Не понимая, чего это я, она отодвинулась.
— Дальше! Дальше! — кричал я, хотя ей теперь уже совсем не надо было никуда уходить.
Она немного отбежала и остановилась.
— Ведь я же мог тебя убить, — не ей, а себе сказал я, чувствуя, как мною все больше овладевает сложное состояние — не избавления от страха, а нагнетание какого-то тягостного ощущения кошмара, который должен испытывать убийца.
Когда я сказал «мог бы тебя убить», Леночка засмеялась, думая, что я с ней играю. И глазенки у нее засверкали от предвкушения, что я сейчас за ней побегу, начну хлопать в ладони и кричать: «Поймаю! Поймаю!» И для нее, и для меня все было по-прежнему, но ведь этого могло бы и не быть.
— Гуль-гуль, — сказал я и присел перед ней на корточки, и с жадной болью оглядел ее лицо, будто не веря тому, что оно цело, не изуродовано:— Гуль-гуль...
Я никогда не задумывался о провидении, никогда не верил ни в бога, ни в судьбу, и если с чем связывал свою жизнь, то только с жизнью своей страны, но тут впервые потрясенно подумал о том, что кто-то или что-то отвело жестокий удар, сломавший бы мне жизнь, спасло Леночку, и вот она глядит на меня, смеется, ничего не понимает и ждет, что будет дальше.

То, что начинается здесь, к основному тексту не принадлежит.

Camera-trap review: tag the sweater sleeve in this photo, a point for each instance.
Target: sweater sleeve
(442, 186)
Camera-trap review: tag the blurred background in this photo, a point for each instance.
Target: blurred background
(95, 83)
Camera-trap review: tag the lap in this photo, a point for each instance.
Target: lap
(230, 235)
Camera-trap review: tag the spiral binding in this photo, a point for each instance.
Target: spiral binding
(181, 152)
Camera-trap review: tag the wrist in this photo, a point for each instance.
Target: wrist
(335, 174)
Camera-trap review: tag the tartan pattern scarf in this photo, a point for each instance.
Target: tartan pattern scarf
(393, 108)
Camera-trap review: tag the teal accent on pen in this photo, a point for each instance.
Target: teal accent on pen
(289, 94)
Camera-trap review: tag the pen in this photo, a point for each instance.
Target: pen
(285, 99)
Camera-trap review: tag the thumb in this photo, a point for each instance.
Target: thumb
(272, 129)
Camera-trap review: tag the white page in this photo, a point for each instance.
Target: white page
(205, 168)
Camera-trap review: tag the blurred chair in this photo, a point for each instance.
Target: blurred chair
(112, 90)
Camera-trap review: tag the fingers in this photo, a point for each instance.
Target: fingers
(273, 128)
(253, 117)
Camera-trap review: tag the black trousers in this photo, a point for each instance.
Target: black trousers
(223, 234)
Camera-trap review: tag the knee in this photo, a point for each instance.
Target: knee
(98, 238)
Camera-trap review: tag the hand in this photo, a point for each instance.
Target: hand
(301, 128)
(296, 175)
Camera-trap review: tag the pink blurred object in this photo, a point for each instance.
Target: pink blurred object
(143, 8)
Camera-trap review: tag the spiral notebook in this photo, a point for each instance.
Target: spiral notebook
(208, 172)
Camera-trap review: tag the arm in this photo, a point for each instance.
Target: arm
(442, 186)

Ничего не изменилось. Все осталось по-прежнему. И в этом «ничего не изменилось, все осталось по-прежнему» был великий, прекрасный смысл!
Как все рядом лежит, удивленно думал я. Жизнь и смерть. Счастье и горе. Их отделяет неуловимая граница, которую всегда можно незаметно для себя перешагнуть нечаянно, бездумно. Этого я не понимал раньше. Случалось, что мне надоедало однообразие, хотелось, чтобы необычное нарушило привычное, и только тут я понял, что привычное, однообразное — это установившийся порядок, когда в семье все здоровы, когда уверенно чувствуешь себя на работе, когда в доме тепло и все сыты, обуты, одеты, и твоя совесть чиста и спокойна. Когда во всей окружающей тебя жизни порядок! То есть когда ничто извне не нарушает твоего привычного, обыденного. Да ведь это же счастье! Это и есть самое настоящее счастье, о котором все время говорят, пишут, которое ищут люди!